I am reading in a raster file using rioxarray. However, when I try to plot it using grdimage, I get the error: pygmt.exceptions.GMTInvalidInput: Unrecognized data type for grid: <class 'numpy.ndarray'>. How can I fix it? Here is my code:
If you are trying to plot an image rather than a 2D grid, you currently need to provide a file path. The PyGMT team is working on improved support for images loaded as objects in Python (e.g., https://github.com/GenericMappingTools/pygmt/issues/1555).
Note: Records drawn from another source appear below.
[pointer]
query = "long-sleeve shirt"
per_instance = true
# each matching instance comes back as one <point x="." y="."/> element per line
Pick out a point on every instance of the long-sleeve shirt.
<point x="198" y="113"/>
Thank you, that direct usage of tif file does work great! However, my work case typically involves a raster that has been already been read in and maybe some values altered. I am trying a workaround where I write the raster object into a temporary file on disk using the tempfile library in Python. However, I am have not been able to get that working yet. Do you have a workaround solution for raster objects? Thanks again for some excellent work on this package.
Well, it depends on what you’re trying to plot I guess. Is there a reason you’re using fig.grdimage(grid=grid.data, ...) instead of just fig.grdimage(grid=grid)?
The thing is, PyGMT/GMT’s grdimage function requires coordinates in order to know how to label the x-axis and y-axis. These coordinates don’t exist in a numpy.ndarray since it is purely an array of numbers.
What you could try is to put a numpy.ndarray into an xarray.DataArray (i.e. have the coordinates included) following Data Structures. Something like this:
Thank you! Your solution works great! I used grid.data because when I use just grid I get the following error: ValueError: different number of dimensions on data and dims: 3 vs 2
Hmm, that error message looks strange. Could you post the output of print(grid) so that we can see what the original dimensions and data shape of the GeoTiff look like? I found a similar issue at https://github.com/pydata/xarray/issues/3437 but it didn’t seem very helpful.
Ah ok, you could try using plotting grid.isel(band=1) instead of grid.data perhaps. That should drop the band dimension and you wouldn’t need to do the extra steps I mentioned above.